The 504 sentences left aside will be an evaluation treebank that we use as a control
group.
    Another new treebank, Sequoia [5], which is composed by 3, 200 sentences coming
from different horizons, will also be used for experimentation. It is annotated using the
same convention as the French Treebank.
    This article will firstly overfly the transducer we use to transform syntactic trees
into derivation trees, then we will focus on PCFG extraction. In a third part, we will
detail the experimental results, obtained by using our PCFG to find the best analysis
for a sentence, via the CYK algorithm [19].


2     Generalized Tree Transducer
It exists many way to make a syntactic analysis of a treebank, as we can see with the
work of Hockenmaier [8], or Klein and Manning [10], but they were not applicable over
the French Treebank or they did not gave simple AB grammar.
    The transducer we created is the central point of the grammar extraction process.
Indeed, the binarization of syntactic trees parametrize the extracted grammar. We
based our works on usual derivation rules of an AB grammar used in computational
linguistic and the annotations of the treebank itself [2]. The annotations give two types
of information about the trees :
POS-tag: the Part-Of-Speech tags, booked for the pre-terminal nodes, indicates the
   POS-tag of the daughter node. For example NC will be used for Common Noun,
   DET for a determinant, etc.
Phrasal types: the nodes which are not a terminal or a pre-terminal node are anno-
   tated with their syntactic categories and sometime the role of the node. A NP-SUJ
   node will correspond to a Noun Phrase used as a subject for the sentence.
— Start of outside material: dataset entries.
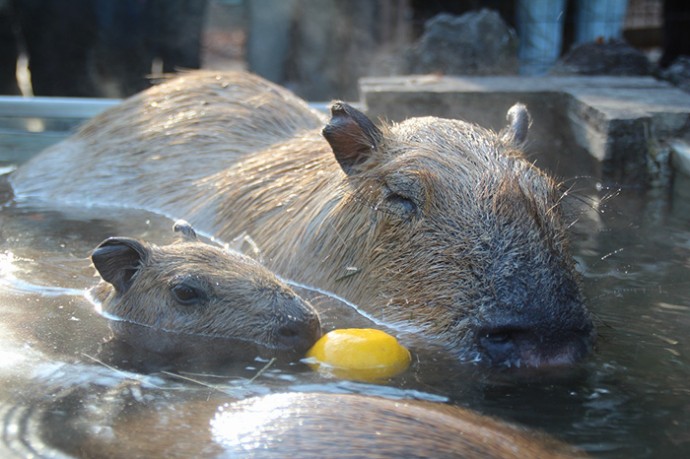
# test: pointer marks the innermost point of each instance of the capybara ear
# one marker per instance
(519, 122)
(352, 136)
(117, 260)
(185, 229)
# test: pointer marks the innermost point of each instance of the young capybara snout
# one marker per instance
(434, 226)
(192, 290)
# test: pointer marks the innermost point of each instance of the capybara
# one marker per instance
(437, 226)
(193, 302)
(314, 425)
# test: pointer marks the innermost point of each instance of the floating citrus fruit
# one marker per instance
(362, 354)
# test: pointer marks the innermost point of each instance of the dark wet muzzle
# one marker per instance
(518, 347)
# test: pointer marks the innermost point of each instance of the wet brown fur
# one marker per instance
(320, 425)
(235, 299)
(438, 224)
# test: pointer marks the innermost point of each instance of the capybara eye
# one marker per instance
(401, 205)
(186, 294)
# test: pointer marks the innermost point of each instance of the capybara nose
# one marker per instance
(299, 333)
(519, 347)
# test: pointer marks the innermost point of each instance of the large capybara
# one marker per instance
(437, 226)
(312, 425)
(193, 303)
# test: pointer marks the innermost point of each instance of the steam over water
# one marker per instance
(630, 399)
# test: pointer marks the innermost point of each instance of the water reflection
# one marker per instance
(630, 399)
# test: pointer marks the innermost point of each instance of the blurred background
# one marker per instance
(320, 48)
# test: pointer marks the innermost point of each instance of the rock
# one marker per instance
(678, 73)
(595, 58)
(476, 43)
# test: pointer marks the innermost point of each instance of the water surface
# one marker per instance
(630, 399)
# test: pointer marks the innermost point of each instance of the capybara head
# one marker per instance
(191, 290)
(458, 233)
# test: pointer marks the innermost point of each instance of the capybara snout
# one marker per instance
(190, 290)
(433, 224)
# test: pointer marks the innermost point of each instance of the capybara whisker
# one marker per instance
(444, 214)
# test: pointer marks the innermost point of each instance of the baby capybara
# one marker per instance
(191, 301)
(433, 225)
(314, 425)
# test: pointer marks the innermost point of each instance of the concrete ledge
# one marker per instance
(623, 123)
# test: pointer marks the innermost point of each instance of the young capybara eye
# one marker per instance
(188, 292)
(436, 225)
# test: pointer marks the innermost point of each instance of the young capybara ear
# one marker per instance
(352, 136)
(185, 229)
(117, 259)
(519, 122)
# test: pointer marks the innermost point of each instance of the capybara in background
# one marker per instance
(193, 303)
(437, 226)
(314, 425)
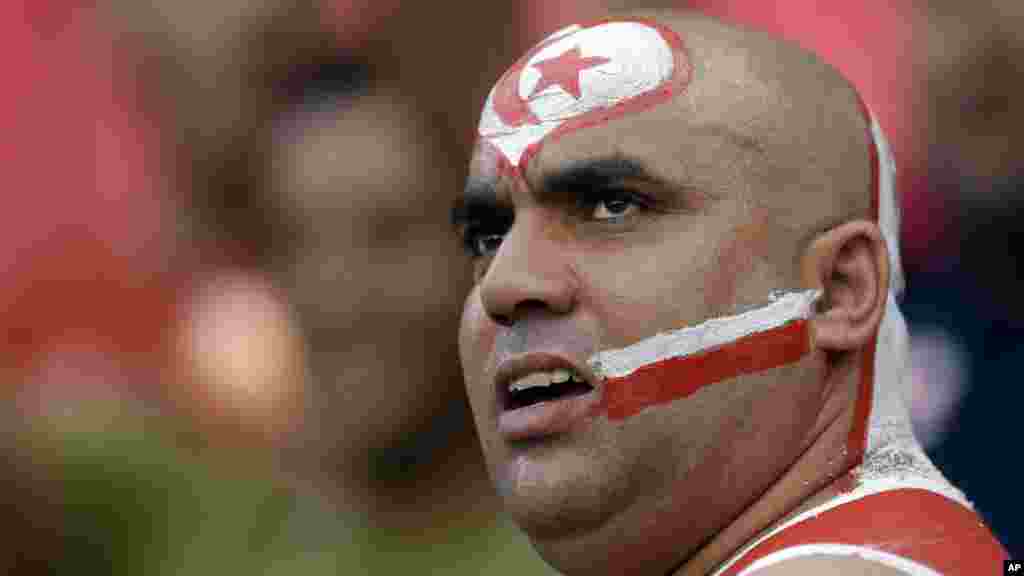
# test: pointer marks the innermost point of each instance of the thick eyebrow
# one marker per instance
(478, 202)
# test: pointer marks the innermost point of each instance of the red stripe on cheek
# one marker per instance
(674, 378)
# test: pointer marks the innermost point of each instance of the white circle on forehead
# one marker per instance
(625, 59)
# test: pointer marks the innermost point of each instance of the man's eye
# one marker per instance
(612, 206)
(482, 244)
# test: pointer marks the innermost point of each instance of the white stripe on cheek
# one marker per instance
(705, 336)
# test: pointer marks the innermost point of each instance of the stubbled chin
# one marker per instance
(559, 496)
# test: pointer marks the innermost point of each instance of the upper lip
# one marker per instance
(516, 367)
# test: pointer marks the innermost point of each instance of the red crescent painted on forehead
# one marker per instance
(514, 112)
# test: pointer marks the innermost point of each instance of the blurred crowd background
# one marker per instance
(229, 294)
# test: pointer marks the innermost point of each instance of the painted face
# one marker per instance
(604, 207)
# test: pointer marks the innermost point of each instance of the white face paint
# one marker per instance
(705, 336)
(579, 76)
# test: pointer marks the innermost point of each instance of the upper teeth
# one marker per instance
(546, 379)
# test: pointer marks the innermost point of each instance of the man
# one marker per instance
(683, 351)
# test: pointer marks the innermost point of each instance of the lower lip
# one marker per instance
(549, 418)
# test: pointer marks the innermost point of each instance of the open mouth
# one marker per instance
(544, 386)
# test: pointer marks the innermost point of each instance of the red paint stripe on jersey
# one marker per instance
(673, 378)
(915, 524)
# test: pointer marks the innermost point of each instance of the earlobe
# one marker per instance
(850, 264)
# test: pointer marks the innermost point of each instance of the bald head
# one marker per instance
(748, 104)
(634, 176)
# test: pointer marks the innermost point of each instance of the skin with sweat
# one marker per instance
(749, 177)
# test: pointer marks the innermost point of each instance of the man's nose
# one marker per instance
(530, 272)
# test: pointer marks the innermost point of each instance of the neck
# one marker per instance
(815, 477)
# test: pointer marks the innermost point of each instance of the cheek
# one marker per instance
(476, 338)
(735, 261)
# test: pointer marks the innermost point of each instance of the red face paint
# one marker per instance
(582, 76)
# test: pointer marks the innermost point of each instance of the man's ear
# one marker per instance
(850, 263)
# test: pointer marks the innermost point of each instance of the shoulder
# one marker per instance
(907, 531)
(836, 560)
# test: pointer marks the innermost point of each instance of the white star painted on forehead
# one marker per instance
(564, 70)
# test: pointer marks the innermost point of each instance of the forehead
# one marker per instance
(580, 77)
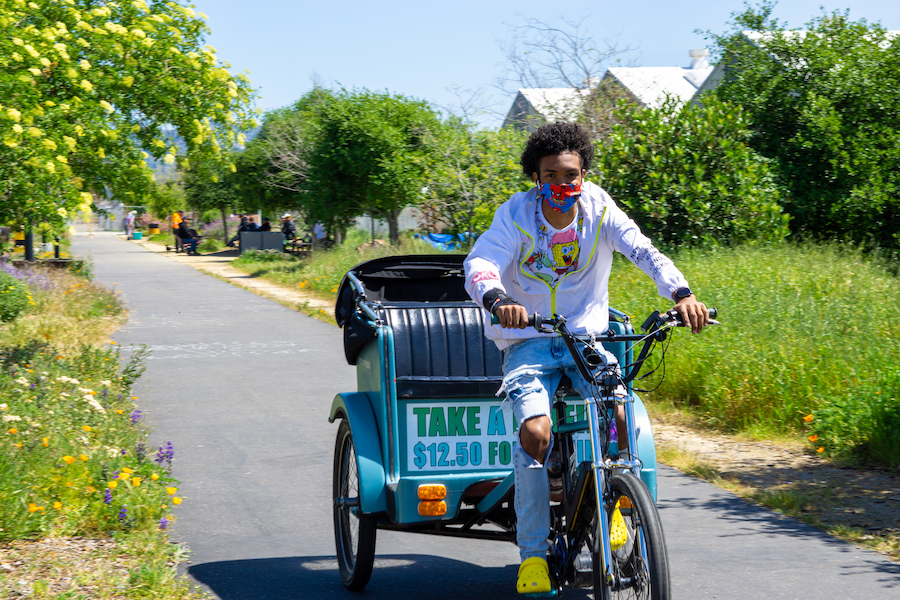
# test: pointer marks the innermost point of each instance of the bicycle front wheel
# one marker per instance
(640, 564)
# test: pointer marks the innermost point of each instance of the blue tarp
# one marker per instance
(443, 241)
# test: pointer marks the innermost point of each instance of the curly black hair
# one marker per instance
(556, 138)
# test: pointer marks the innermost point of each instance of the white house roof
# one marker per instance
(551, 104)
(652, 85)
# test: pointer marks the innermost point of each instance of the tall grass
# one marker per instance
(808, 330)
(321, 272)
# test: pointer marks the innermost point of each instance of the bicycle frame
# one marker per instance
(605, 384)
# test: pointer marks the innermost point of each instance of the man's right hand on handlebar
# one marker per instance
(512, 316)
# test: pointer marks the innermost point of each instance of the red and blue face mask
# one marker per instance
(560, 197)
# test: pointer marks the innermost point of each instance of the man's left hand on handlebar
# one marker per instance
(692, 313)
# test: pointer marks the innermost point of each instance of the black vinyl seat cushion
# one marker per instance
(440, 351)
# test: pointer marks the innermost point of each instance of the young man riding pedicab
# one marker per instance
(549, 250)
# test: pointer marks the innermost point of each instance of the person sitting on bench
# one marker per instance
(188, 237)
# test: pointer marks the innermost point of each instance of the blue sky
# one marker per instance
(423, 48)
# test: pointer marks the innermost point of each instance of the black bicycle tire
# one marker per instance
(355, 564)
(626, 484)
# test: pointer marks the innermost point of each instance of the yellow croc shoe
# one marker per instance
(534, 578)
(618, 532)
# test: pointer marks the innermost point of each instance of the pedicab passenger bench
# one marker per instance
(426, 409)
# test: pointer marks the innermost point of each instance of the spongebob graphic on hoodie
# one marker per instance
(555, 253)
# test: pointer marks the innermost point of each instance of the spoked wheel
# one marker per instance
(640, 564)
(354, 532)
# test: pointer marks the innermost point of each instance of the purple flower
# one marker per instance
(165, 454)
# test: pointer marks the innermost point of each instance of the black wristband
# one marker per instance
(497, 298)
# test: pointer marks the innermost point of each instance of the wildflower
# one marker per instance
(165, 454)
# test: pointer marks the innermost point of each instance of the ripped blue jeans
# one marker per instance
(532, 371)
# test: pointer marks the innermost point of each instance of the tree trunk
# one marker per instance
(394, 227)
(224, 225)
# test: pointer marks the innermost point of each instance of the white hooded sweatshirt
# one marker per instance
(497, 261)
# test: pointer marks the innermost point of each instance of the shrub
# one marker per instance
(15, 298)
(687, 176)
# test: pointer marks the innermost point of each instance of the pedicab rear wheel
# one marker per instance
(354, 532)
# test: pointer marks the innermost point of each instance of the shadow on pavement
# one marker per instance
(394, 576)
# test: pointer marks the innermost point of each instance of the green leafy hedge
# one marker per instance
(687, 176)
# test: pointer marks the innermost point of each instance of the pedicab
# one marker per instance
(424, 444)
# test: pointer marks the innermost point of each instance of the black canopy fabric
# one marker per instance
(412, 278)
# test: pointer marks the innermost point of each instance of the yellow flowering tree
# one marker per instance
(89, 89)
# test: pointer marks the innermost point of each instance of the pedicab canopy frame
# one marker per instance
(425, 411)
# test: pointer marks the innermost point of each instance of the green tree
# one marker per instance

For the usual derivation rules, they are instantiation of elimination rules of Lambek
calculus (see Fig. 1). We based ourselves on other annotation methods : a NP node will
have the type np, a sentence type will be s, a preposition phrase taken as an argument
will have the type pp, and so on.
    A transducer, like defined by TATA [7], is an automaton which read an input and
write something on output. It can be applied to trees and transform the shape of them.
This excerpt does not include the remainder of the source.